I had heard so much about these dances, and how they always ended with "Stairway To Heaven," I felt as though I could bide my time and take my cue from the mighty Led Zeppelin. But that didn't happen. Instead, it was announced that the last dance would be "Let It Be." I had waited long enough. I don't remember now what clever way I used to ask my friend who just happened to be a girl out onto the dance floor. I know she felt a similar obligation, but neither one of us could give voice to just how clumsy this all felt. And so we found a spot, somewhere away from the swirling crowd and began to sway rhythmically to Paul McCartney imploring us over and over to "Let It Be." I didn't get the irony back then. Subtext was not my thing at the time. I had this amazing friendship that I was pushing to its logical extreme, and I could feel myself sweating and all the while I never could quite open my hands. They stayed clenched in tight fists as we gamboled about the gym floor. When the song was over, I stood up straight and the lights came up. It was time to go home.
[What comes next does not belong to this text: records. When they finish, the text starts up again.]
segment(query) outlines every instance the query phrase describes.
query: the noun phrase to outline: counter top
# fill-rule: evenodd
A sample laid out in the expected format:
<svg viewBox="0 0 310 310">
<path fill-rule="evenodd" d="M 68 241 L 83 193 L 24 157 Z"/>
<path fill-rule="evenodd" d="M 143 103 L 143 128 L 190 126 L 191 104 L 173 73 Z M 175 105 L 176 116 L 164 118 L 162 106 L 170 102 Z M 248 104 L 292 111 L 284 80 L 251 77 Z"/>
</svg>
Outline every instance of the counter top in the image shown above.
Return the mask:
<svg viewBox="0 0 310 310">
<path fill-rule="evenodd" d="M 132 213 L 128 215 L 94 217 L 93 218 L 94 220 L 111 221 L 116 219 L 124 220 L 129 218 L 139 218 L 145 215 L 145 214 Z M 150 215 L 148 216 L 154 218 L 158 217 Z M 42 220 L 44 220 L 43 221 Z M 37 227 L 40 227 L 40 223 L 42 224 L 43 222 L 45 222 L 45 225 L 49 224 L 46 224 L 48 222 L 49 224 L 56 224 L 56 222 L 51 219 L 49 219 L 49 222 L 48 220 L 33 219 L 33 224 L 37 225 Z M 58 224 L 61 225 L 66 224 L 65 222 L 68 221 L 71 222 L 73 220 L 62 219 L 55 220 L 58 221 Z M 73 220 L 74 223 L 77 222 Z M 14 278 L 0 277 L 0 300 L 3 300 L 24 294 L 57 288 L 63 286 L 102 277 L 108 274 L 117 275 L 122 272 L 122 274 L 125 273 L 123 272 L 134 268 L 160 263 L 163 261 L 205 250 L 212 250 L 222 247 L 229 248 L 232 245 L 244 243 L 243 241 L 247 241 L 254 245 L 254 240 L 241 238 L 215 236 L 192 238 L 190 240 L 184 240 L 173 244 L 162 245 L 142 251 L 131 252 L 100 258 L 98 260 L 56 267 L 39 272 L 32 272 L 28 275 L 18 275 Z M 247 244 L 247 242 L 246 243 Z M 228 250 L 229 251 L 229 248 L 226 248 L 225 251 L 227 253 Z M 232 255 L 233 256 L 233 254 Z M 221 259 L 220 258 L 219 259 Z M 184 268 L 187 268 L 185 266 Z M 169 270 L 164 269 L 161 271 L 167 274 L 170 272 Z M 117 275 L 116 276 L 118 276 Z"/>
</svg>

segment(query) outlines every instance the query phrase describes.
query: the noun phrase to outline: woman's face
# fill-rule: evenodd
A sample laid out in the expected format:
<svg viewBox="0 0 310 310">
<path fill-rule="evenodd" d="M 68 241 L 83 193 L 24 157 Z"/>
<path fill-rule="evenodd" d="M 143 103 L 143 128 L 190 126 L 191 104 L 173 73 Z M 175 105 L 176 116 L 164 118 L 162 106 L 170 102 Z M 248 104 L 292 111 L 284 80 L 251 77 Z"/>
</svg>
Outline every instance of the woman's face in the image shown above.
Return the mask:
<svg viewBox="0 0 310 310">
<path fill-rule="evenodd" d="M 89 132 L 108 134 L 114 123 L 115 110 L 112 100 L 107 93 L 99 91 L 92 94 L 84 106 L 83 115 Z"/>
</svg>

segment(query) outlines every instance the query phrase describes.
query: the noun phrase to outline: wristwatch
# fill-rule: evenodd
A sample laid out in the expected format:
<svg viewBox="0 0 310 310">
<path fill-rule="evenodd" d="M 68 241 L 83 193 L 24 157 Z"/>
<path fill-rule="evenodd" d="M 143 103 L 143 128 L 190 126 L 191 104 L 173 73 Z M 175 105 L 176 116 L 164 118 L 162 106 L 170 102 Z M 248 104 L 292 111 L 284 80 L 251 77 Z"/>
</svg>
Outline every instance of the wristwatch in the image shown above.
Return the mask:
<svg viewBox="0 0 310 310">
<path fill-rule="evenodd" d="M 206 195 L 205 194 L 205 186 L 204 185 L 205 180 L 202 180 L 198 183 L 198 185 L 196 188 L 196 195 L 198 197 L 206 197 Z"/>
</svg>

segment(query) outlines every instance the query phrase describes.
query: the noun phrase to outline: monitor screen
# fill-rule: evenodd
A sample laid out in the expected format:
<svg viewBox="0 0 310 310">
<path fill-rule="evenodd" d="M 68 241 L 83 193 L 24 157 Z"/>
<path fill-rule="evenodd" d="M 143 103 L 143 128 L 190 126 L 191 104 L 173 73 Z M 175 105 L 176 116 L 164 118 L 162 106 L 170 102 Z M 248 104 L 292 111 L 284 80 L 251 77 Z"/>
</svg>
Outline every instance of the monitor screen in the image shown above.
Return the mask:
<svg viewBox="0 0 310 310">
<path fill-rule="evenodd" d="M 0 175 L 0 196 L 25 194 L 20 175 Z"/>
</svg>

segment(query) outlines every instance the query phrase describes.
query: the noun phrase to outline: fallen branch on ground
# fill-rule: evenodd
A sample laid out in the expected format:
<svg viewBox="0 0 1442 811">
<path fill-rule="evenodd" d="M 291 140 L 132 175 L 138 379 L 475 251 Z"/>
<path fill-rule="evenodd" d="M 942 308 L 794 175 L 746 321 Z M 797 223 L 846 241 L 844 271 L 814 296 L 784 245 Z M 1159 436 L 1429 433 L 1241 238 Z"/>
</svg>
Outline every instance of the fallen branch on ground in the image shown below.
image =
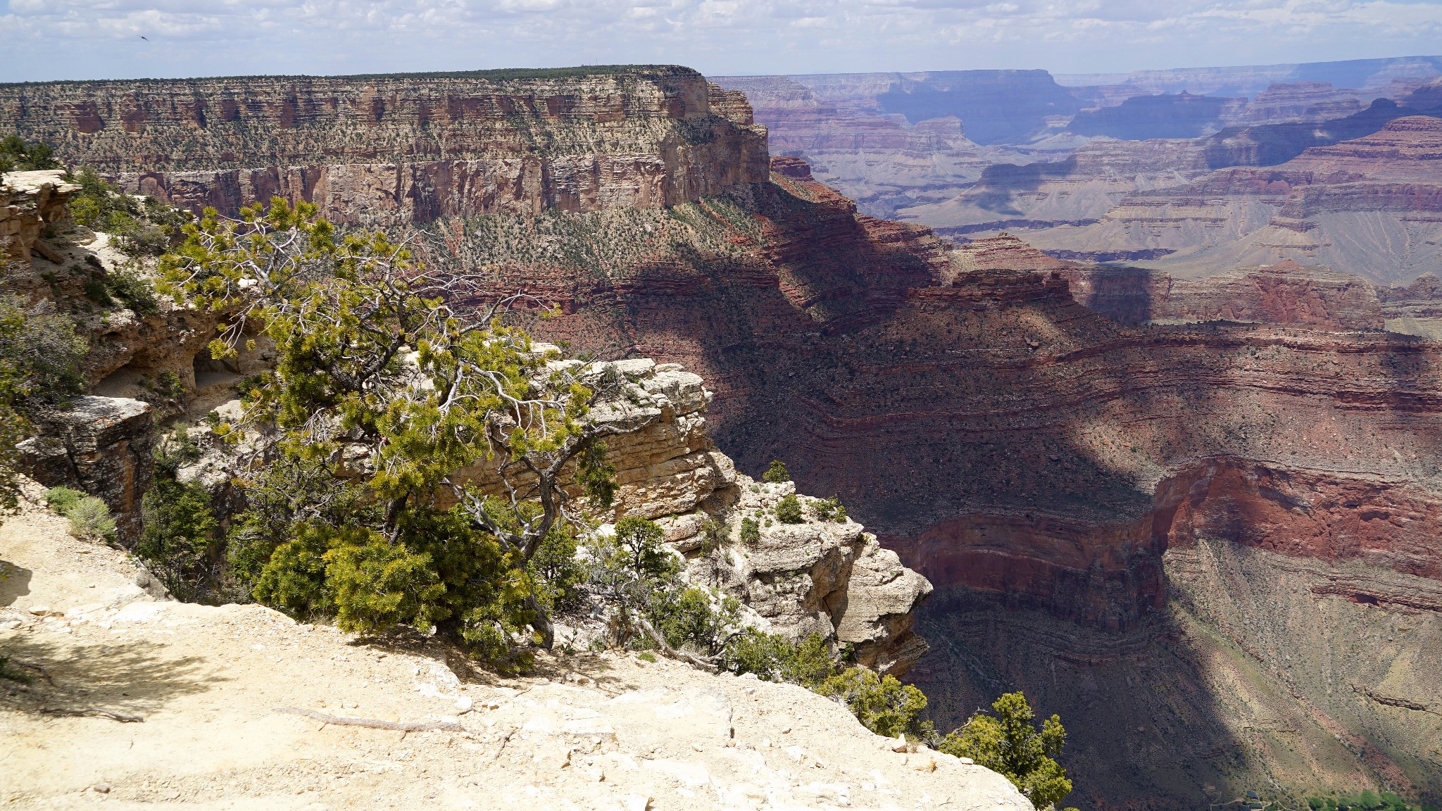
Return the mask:
<svg viewBox="0 0 1442 811">
<path fill-rule="evenodd" d="M 101 710 L 99 707 L 85 707 L 82 710 L 66 710 L 63 707 L 40 707 L 40 713 L 46 716 L 97 716 L 127 724 L 138 724 L 146 722 L 146 719 L 141 716 L 127 716 L 124 713 L 112 713 L 110 710 Z"/>
<path fill-rule="evenodd" d="M 301 710 L 300 707 L 275 707 L 277 713 L 290 713 L 293 716 L 306 716 L 307 719 L 316 719 L 317 722 L 336 724 L 336 726 L 363 726 L 369 729 L 394 729 L 399 732 L 428 732 L 428 730 L 446 730 L 446 732 L 466 732 L 466 727 L 456 722 L 381 722 L 376 719 L 346 719 L 339 716 L 327 716 L 324 713 L 317 713 L 316 710 Z"/>
</svg>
My brother was waiting for us outside, and we dropped off the others in girl-boy order until it was just the three of us. Me in the back seat of the station wagon with the girl I had known all through grade school and junior high, and now it felt like we were on the edge of a cliff, with high school waiting below in the abyss.
And at this moment I choked, perhaps both literally and figuratively, but I know that I did not manage to walk her to the door and get that magical goodnight kiss. The moment came and went without me doing anything about it. There was no music cue, no hidden director in the bushes feeding me lines.
I spent the rest of the summer trying to sort out my feelings and manufacturing a way to make it work. It never did. We stayed friends. We still are. She was the one who pinned my boutonniere on before I went out and married my wife, who started off as a very good friend of mine. And now my son is heading out into these same waters, with his mother and me watching from the shore. Bon Voyage, and don't be afraid to Let It Be.